France’s burqa ban in effect next month
"The French Republic lives in a bare-headed fashion," French Prime Minister Francois Fillon said this week in an official government newspaper explaining the law.
The law imposes a fine of 150 euros ($190). The person breaking the law can be asked to carry out public service duty as part of the punishment or as an alternative to the fine.
The law, which was enacted in October, set down a six-month period to inform people of the penalty before it went into effect.
Penalties for forcing a person to wear a burqa are part of the law, and they became effective immediately in October.
Forcing a woman to wear a niqab or a burqa is punishable by a year in prison and a 30,000 euro fine. Forcing a minor to do the same thing is punishable by two years in prison and 60,000 euro.
The government has called this coercion "a new form of enslavement that the republic cannot accept on its soil."
The practice has sparked a debate over religious freedom.

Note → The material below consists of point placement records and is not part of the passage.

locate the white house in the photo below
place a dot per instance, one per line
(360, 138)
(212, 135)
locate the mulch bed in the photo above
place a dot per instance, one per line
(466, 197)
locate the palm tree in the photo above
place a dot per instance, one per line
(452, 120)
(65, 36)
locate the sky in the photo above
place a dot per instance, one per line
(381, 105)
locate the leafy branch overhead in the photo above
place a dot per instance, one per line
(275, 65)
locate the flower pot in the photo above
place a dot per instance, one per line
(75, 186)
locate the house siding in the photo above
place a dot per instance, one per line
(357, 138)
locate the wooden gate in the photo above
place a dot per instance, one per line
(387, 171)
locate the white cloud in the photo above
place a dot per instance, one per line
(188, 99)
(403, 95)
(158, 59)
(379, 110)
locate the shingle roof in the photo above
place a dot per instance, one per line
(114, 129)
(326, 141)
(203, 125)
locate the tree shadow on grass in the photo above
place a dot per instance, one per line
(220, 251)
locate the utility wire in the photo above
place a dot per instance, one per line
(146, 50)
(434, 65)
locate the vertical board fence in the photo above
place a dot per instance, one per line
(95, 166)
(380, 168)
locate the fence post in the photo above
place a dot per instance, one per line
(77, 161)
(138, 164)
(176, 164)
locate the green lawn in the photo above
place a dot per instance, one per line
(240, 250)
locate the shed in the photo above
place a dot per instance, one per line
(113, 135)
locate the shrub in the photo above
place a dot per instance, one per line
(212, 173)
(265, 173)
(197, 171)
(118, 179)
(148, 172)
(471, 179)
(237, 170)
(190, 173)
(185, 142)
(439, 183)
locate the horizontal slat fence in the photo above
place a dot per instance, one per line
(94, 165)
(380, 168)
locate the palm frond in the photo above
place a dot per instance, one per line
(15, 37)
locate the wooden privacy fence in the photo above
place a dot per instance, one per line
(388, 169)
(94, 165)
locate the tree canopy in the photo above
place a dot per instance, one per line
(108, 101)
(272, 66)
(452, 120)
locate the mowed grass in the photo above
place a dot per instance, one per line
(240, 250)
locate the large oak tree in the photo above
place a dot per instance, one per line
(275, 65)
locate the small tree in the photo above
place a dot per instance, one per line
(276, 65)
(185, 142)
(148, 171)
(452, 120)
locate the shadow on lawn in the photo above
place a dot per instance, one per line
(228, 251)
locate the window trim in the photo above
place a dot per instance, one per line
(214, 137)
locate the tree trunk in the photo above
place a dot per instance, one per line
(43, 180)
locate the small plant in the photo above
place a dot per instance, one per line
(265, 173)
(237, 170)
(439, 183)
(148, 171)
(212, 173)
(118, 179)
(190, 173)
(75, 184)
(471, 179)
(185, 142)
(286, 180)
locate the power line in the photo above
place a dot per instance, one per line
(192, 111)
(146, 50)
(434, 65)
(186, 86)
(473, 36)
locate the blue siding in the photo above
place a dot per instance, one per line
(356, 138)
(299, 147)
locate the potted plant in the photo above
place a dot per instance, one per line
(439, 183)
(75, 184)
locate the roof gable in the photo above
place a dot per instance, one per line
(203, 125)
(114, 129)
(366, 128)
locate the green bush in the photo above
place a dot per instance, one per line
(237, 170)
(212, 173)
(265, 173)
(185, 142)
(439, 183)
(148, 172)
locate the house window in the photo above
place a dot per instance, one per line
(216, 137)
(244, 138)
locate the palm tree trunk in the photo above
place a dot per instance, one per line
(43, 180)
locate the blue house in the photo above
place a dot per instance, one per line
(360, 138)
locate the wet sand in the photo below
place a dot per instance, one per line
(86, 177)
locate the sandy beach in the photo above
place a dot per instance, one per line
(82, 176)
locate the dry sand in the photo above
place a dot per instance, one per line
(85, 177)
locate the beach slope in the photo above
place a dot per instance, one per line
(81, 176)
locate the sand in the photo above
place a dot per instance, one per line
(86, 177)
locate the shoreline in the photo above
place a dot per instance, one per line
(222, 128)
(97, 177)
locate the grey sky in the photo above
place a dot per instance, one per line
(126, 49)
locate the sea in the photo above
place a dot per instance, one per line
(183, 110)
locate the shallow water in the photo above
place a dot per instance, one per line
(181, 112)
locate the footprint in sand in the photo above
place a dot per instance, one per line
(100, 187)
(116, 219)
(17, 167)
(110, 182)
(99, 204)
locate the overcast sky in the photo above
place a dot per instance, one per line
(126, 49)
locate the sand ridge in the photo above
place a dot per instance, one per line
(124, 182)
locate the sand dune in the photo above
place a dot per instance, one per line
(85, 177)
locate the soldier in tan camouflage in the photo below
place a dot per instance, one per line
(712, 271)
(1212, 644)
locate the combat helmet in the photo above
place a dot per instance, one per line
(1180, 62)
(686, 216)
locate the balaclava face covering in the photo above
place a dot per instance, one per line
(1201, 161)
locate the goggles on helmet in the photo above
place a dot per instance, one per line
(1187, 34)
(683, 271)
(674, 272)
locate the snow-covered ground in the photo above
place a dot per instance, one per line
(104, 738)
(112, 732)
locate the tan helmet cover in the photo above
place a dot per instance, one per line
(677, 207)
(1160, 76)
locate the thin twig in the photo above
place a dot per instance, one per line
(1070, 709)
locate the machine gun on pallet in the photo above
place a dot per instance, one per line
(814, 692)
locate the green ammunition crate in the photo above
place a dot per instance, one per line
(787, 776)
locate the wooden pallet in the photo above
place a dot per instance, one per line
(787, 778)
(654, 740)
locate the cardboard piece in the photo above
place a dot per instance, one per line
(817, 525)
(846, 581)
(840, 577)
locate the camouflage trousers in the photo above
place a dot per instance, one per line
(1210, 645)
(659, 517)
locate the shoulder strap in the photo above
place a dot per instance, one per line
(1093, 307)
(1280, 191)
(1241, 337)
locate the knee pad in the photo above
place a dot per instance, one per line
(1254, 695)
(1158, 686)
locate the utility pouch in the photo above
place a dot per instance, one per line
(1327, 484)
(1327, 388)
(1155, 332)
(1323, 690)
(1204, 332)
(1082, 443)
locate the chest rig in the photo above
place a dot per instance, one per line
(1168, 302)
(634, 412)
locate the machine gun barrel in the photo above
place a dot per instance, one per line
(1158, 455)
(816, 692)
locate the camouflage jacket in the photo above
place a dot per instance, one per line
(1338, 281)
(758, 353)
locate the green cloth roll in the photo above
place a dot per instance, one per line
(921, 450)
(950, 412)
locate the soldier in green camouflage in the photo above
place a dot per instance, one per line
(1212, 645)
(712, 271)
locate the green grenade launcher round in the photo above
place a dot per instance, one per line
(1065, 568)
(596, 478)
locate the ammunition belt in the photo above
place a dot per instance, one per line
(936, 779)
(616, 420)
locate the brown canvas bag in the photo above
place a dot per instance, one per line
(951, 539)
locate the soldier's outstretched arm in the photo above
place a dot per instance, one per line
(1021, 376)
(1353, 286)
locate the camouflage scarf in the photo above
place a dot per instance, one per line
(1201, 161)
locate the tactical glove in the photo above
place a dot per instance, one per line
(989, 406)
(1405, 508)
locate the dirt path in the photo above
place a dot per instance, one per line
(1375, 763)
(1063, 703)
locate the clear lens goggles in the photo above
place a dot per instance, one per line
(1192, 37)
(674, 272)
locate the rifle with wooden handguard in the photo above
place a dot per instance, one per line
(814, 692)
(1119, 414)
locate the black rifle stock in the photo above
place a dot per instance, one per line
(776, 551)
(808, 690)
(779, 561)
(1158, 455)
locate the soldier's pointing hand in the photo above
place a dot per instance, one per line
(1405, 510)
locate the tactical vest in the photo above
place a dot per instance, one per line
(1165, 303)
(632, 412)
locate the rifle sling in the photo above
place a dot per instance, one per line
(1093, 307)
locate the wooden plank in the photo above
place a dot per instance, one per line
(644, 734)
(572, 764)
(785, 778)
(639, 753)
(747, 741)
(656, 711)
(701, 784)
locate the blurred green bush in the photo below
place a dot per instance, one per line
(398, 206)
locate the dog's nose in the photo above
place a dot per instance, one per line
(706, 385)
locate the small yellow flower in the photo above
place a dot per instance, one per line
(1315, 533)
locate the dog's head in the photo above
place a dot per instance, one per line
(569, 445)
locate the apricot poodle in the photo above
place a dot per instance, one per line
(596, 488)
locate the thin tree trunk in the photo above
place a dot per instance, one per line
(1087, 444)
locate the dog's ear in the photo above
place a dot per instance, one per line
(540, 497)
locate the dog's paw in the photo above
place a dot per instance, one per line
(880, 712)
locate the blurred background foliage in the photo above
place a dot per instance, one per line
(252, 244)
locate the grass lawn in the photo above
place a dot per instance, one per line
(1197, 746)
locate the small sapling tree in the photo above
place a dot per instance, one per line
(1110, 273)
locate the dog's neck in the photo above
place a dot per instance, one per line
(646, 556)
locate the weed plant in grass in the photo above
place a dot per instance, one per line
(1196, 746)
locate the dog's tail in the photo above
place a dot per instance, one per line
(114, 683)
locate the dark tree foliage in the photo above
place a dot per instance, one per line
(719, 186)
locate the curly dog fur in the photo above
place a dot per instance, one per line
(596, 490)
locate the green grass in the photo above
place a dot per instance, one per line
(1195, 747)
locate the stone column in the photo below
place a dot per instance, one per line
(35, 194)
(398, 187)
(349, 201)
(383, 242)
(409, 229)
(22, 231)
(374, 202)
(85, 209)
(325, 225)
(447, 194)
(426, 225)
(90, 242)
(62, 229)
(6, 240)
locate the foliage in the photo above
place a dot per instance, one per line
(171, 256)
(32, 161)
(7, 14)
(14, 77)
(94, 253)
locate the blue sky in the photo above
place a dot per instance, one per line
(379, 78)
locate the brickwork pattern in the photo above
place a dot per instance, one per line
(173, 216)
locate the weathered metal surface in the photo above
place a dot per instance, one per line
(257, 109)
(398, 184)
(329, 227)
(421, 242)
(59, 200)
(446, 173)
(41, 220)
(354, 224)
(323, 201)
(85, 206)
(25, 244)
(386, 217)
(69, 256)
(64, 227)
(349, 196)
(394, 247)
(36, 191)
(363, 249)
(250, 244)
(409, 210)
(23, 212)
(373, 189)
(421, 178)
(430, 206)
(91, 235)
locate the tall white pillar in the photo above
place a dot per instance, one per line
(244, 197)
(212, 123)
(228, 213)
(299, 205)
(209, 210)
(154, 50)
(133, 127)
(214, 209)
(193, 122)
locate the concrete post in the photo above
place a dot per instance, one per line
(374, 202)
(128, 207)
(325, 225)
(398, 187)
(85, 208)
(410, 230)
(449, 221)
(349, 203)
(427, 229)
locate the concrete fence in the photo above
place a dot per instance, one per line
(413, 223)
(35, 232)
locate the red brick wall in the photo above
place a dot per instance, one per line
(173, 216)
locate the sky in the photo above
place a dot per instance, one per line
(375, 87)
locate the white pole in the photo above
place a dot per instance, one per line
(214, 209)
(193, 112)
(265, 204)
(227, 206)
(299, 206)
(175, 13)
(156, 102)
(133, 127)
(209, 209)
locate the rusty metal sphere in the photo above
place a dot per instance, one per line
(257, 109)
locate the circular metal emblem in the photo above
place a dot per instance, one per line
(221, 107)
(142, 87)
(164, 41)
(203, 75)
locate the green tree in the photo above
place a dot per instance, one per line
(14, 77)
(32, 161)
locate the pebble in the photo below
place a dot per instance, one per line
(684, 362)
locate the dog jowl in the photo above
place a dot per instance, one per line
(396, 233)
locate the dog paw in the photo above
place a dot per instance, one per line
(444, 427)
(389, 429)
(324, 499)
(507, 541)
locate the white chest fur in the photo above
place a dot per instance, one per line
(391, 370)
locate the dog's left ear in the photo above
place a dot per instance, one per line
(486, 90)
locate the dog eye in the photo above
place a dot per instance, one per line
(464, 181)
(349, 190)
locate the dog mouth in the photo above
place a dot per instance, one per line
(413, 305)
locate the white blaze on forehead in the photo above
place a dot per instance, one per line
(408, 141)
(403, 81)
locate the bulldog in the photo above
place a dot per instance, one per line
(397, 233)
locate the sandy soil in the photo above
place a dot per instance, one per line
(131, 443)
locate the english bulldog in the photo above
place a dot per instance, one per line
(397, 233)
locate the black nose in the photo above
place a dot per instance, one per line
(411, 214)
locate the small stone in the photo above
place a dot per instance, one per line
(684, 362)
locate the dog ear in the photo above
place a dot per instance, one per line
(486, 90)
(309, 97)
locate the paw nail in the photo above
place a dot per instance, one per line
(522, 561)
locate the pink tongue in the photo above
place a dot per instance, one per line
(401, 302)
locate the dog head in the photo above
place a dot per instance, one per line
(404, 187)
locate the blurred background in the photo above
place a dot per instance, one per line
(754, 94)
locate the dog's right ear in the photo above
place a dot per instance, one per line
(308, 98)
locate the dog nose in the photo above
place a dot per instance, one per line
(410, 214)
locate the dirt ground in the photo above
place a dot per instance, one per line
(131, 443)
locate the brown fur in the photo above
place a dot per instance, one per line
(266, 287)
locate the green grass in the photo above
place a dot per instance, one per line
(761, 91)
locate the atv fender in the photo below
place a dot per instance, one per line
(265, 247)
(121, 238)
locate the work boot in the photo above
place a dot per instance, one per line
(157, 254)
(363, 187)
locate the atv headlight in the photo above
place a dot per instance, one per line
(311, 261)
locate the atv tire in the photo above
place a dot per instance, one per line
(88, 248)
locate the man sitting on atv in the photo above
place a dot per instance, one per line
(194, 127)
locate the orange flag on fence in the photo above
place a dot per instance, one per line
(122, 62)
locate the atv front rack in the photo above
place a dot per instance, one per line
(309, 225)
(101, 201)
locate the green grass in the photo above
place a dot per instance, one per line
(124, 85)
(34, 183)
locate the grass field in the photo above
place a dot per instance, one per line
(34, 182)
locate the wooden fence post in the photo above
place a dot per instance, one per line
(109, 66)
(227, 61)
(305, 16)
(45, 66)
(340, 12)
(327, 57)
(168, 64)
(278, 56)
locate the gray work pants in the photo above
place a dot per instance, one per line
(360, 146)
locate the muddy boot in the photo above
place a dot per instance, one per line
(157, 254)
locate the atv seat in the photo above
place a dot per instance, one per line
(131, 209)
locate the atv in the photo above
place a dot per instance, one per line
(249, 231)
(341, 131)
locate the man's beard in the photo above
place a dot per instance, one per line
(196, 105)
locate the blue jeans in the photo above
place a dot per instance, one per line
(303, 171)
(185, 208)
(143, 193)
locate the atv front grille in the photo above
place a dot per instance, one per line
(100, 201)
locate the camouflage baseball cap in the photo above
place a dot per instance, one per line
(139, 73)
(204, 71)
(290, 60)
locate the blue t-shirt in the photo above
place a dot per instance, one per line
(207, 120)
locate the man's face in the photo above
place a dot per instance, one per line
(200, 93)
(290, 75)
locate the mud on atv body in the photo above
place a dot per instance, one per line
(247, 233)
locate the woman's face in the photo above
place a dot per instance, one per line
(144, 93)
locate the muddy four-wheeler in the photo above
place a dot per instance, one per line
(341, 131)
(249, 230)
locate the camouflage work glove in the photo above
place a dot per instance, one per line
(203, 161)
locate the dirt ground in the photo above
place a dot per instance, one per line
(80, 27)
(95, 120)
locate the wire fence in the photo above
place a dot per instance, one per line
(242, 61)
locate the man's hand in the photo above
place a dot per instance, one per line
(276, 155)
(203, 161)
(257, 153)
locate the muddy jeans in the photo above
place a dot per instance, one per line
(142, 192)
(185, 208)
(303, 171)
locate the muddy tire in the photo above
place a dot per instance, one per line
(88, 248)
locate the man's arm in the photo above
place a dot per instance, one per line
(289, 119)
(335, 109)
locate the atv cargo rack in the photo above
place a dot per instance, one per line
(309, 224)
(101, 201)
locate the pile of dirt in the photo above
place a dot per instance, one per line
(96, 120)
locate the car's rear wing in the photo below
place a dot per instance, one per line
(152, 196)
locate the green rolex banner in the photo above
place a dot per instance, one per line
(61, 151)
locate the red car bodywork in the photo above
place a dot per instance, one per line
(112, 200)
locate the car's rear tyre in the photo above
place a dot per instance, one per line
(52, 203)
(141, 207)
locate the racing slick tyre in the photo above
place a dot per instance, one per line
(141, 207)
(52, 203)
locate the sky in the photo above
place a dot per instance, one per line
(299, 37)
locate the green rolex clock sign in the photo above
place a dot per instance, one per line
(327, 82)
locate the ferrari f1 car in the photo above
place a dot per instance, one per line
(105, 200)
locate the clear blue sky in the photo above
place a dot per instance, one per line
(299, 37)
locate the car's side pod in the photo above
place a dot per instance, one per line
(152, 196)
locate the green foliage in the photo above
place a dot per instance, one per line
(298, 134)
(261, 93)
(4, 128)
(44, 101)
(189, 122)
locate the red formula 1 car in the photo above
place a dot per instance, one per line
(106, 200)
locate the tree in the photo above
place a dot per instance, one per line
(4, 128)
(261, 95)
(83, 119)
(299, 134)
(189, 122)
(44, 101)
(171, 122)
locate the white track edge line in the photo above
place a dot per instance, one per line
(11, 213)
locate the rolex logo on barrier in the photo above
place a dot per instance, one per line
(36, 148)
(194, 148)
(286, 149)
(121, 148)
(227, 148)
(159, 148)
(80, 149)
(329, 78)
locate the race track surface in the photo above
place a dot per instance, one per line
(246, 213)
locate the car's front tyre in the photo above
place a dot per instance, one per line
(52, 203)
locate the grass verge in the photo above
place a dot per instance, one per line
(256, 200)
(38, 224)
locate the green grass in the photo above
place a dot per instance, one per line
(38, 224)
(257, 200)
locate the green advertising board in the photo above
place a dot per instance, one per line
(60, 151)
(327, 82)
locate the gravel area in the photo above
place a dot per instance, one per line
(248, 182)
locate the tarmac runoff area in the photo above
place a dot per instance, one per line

The French Constitutional Council said the law did not impose disproportionate punishments or prevent the free exercise of religion in a place of worship, finding therefore that "the law conforms to the Constitution."
"Given the damage it produces on those rules which allow the life in community, ensure the dignity of the person and equality between sexes, this practice, even if it is voluntary, cannot be tolerated in any public place," the French government said when it sent the measure to parliament in May.
Lawmakers have also cited security reasons for forbidding people from covering their faces in public.
French people backed the ban by a margin of more than four to one, the Pew Global Attitudes Project found in a survey last year.
Some 82 percent of people polled approved of a ban, while 17 percent disapproved. That was the widest support the Washington-based think tank found in any of the five countries it surveyed.
Clear majorities also backed burqa bans in Germany, Britain and Spain, while two out of three Americans opposed it, the survey found.
Amnesty International had repeatedly urged France not to impose the ban, saying it violates European human rights law.
The ban pertains to the burqa, a full-body covering that includes a mesh over the face, and the niqab, a full-face veil that leaves an opening only for the eyes.
The hijab, which covers the hair and neck but not the face, and the chador, which covers the body but not the face, apparently are not banned by the law.